The rate of fatal shootings in Baltimore has reportedly spiked in the past year. Several prosecutors and police officers believe that illegal-gun offenders are facing reduced consequences, a new trend in the city's courts.
Between November 2015 and March 2016, one-quarter of illegal-gun cases in Baltimore were dropped before reaching trial. While the average sentence for offenders was 16 months in January 2015, that number has been reduced to an average of six months, The Baltimore Sun reports.
Baltimore prosecutors estimate that people who are convicted of carrying an illegal firearm currently only face 15 percent of their potential sentences, while felons convicted of possession a gun receive only 25 percent of their potential sentences.
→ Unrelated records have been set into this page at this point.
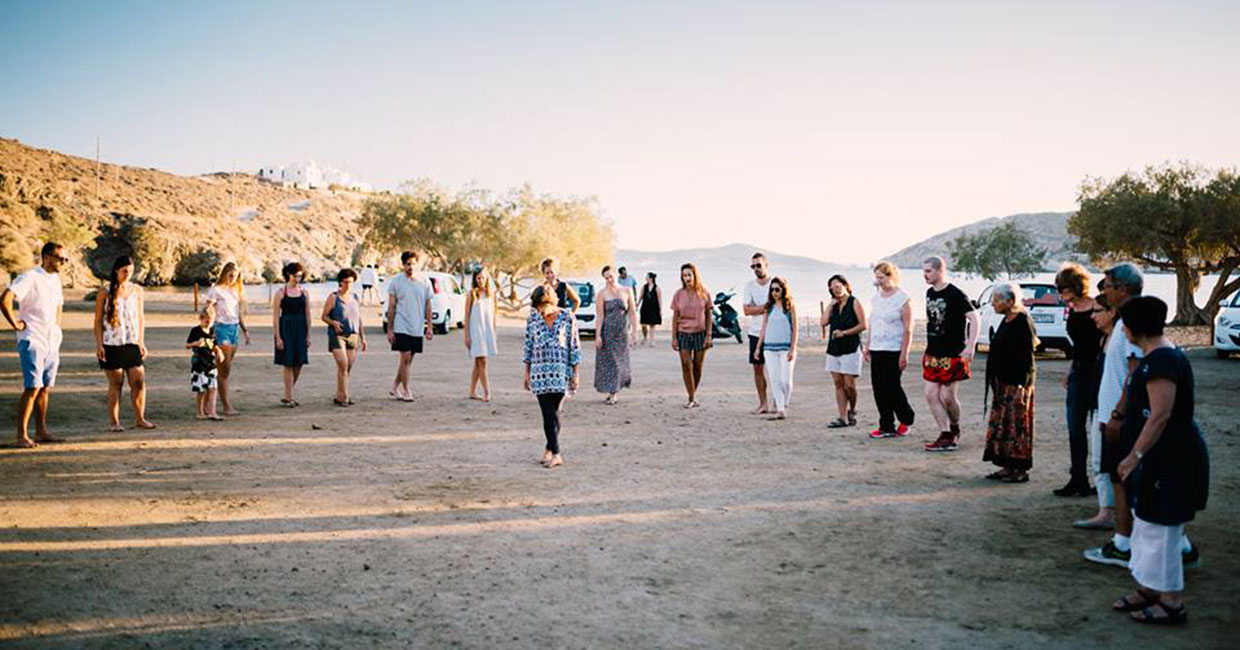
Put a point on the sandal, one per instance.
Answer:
(1127, 604)
(1176, 615)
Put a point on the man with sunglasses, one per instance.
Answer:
(39, 339)
(755, 307)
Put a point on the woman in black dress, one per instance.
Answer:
(290, 324)
(651, 308)
(1164, 465)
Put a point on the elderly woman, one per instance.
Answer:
(1164, 467)
(552, 352)
(1009, 373)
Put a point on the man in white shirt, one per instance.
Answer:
(39, 339)
(408, 318)
(757, 292)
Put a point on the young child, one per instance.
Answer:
(202, 364)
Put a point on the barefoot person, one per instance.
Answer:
(776, 342)
(41, 302)
(890, 334)
(1164, 463)
(480, 308)
(951, 336)
(119, 342)
(205, 360)
(691, 330)
(228, 299)
(1011, 373)
(290, 325)
(651, 307)
(755, 299)
(551, 354)
(618, 328)
(846, 321)
(408, 320)
(346, 335)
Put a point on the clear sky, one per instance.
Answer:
(841, 130)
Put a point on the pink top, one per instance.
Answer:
(692, 309)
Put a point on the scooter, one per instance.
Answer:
(727, 321)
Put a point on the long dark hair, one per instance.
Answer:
(786, 303)
(113, 287)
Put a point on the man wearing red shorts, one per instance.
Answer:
(951, 336)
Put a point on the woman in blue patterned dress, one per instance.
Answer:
(552, 352)
(616, 329)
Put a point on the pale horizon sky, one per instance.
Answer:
(841, 132)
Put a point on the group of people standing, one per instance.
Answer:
(1130, 393)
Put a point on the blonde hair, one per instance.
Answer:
(888, 269)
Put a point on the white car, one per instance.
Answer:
(585, 313)
(1049, 314)
(447, 302)
(1226, 326)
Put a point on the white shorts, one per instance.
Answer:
(846, 364)
(1157, 562)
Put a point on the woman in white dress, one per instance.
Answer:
(480, 307)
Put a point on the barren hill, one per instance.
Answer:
(1049, 231)
(177, 227)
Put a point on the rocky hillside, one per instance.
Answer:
(1048, 228)
(179, 227)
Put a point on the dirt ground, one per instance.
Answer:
(430, 524)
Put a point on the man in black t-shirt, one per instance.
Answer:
(951, 335)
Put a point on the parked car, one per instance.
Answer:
(1226, 326)
(1049, 314)
(447, 303)
(585, 313)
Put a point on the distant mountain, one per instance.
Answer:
(1048, 228)
(724, 256)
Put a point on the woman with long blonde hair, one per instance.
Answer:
(480, 308)
(691, 329)
(227, 295)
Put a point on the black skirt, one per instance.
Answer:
(122, 356)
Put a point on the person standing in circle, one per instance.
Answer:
(290, 324)
(120, 344)
(952, 328)
(755, 299)
(39, 339)
(691, 329)
(551, 354)
(227, 298)
(890, 334)
(346, 335)
(480, 308)
(776, 340)
(651, 307)
(616, 330)
(1011, 375)
(408, 320)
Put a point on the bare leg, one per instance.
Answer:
(484, 378)
(115, 383)
(225, 371)
(138, 396)
(25, 408)
(41, 433)
(687, 373)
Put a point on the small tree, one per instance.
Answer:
(1002, 249)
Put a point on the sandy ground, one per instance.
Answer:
(432, 525)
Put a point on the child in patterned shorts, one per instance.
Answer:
(202, 364)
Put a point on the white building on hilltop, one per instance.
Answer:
(310, 176)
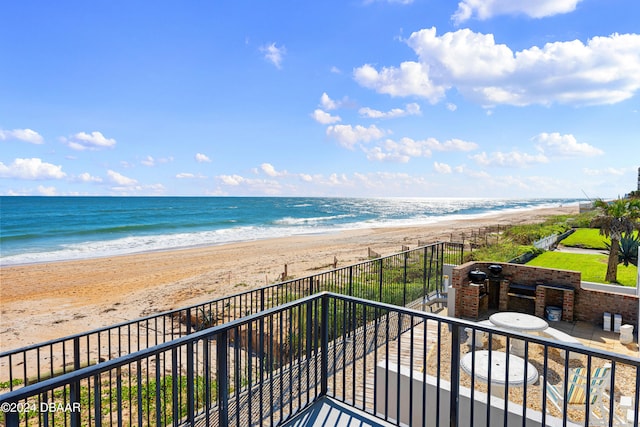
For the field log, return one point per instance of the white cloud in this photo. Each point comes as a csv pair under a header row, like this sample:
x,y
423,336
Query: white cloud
x,y
410,79
485,9
324,118
451,145
47,191
232,180
512,159
202,158
148,161
26,135
602,71
87,177
565,145
34,169
605,171
412,109
348,136
84,141
403,2
268,169
274,54
442,168
406,148
327,103
119,179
In 2016, only 34 percent of defendants charged with carrying an illegal firearm were held without bail while roughly 20 percent were held at bail below $100,000.
This is a dramatic decrease from just 2008, when 60 percent of defendants charged with carrying an illegal firearm were held without bail and only 8 percent received bail lower than $100,000.
While the sentencing and bail requirements placed on gun offenders have decreased, the rate of recidivism has increased. For instance, after 24-year-old Doral Cooke posted $85,000 bail for five different gun counts, he killed 24-year-old Devin Crutchfield just five days later in Halethorpe, Baltimore.
Police Commissioner Kevin Davis noted that Baltimore police had increased arrests for possession of illegal firearms but saw no decline in shootings deaths. He believes that the recently relaxed penalties for illegal gun ownership are to blame.
“There’s no certainty of consequence,” Davis said.
Professor Daniel Webster of Johns Hopkins University says that the Baltimore justice system is attempting to relax its sentencing laws and bail thresholds, but noted that this may be misguided when it comes to illegal gun carriers.
“Focusing on gun offenders very consistently, when done well, correlates with fewer people getting shot,” Webster said.
In 2016, there have been over 750 shootings in Baltimore, with more than 250 shooting homicides, and the number keeps growing.
On Oct. 22, an unidentified 17-year-old was fatally shot in Northeast Baltimore. The suspect is 45-year-old Charles Mceachin, who had been previously charged with attempted murder, The Associated Press reports.
On Oct. 24, a 66-year-old unidentified man was shot by a passing stranger while sitting on a park bench. The victim survived his wounds, WMAR reports.
Davis is advocating for a minimum of 18 months for gun offenders with no chance of reduced sentencing.
“If the certainty was 18 months, and they knew they were going to get that and see every bit of it, I’m OK with that,” Davis said.